If done right u pretty much never have to touch a crick except when there are like 5 left in the tub (solution) always keep a constant amount of crix lol.. But let us know how the viv dish works out.. In terms of veggies what I used to do which actually was accidental was I dropped a piece of pak choy in the eater bowl and as I tried to get it out kinda swirled it around and then the beardies went for it lol.. So for a while I used that little trick and would put a fee pieces in the water bowl and swish em around.. But now I jst hand feed the veggies..although I've my finger has been mistaken on occassion for carrot lol

Dunno if this is the link u clicked but watch this vid
Exo Terra Vivicator Review & Testing with Bearded Dragons! - YouTube

@RCPcrazy a stronger motor than that^^.. I'm imagining a cricket popcorn machine with crickets flying around everywhere lol


----------



## MathewB (Mar 15, 2012)

I have one and it works great, worth the money if you've got a problem feeder or something like that


----------



## reptalica (Mar 15, 2012)

Personally I'd go the vibrating crix. 

On a serious note crix and woodies shouldn't be dead as a feeder. At worst put in the fridge for 10-15 mins to slow them down.


----------



## StimiLove (Mar 15, 2012)

well, i went out and got one. The dragons are very tiny and i don't think they were impressed. *sigh*
Cutting up dead crickets is just as revolting as feeding live ones. So i gave up and fed them some live ones. They didn't even want them. God knows what i'm doing wrong now....


----------



## MathewB (Mar 15, 2012)

I don't think your doing anything wrong but what temps do you have them at etc?


----------



## StimiLove (Mar 15, 2012)

MathewB said:


> I don't think your doing anything wrong but what temps do you have them at etc?
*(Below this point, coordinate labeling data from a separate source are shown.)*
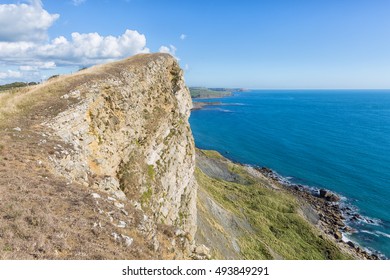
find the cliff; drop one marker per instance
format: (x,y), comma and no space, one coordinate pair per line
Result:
(99,164)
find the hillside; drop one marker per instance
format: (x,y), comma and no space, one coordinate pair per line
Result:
(101,164)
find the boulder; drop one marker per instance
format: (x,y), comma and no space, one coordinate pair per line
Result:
(329,196)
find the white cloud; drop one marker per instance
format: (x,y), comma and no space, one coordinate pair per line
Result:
(171,50)
(78,2)
(23,22)
(26,53)
(10,74)
(38,66)
(81,49)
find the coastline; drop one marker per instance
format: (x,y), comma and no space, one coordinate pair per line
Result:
(331,218)
(199,105)
(321,207)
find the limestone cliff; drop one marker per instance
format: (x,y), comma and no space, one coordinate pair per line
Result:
(119,131)
(130,135)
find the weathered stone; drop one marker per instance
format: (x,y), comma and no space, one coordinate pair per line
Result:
(130,137)
(338,235)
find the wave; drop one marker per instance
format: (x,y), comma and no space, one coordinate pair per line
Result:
(382,233)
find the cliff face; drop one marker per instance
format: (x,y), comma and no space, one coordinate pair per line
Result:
(121,131)
(130,135)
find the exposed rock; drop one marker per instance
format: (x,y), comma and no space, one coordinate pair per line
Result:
(329,196)
(202,252)
(338,235)
(128,135)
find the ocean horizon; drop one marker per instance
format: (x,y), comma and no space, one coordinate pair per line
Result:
(333,139)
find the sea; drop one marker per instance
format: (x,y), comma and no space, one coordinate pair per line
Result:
(333,139)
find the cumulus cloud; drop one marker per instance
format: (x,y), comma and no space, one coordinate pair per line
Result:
(78,2)
(25,22)
(10,74)
(36,66)
(81,49)
(171,50)
(26,52)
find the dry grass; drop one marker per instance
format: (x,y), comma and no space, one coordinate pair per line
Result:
(41,215)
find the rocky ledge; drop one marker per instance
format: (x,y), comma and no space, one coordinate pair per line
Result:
(324,210)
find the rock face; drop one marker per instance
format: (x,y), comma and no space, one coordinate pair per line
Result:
(127,133)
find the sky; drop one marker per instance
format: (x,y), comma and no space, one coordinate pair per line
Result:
(263,44)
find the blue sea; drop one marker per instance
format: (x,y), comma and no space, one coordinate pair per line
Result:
(333,139)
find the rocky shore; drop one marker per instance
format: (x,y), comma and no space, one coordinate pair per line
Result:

i have them on 32 degrees. They are 3 month old pogona minor minors, and the breeder (who is very reputable) said not to let them get over 32 whilst they are so small or they will dehydrate. I have only had them since last sunday - so maybe they are adjusting to their new home like i am adjusting to feeding them.


----------



## MathewB (Mar 15, 2012)

I don't have much/any experience with dragons but I'd say they're just adjusting


----------



## Sinners121 (Mar 15, 2012)

ive had mine since three months old with a basking spot of 40 never had a problem


----------



## StimiLove (Mar 16, 2012)

Sinners121 said:


> ive had mine since three months old with a basking spot of 40 never had a problem



little minor minors??
I did have the basking spot on 36 at one point, but they kept well away from it. As soon as i lowered it they came back out and basked.


----------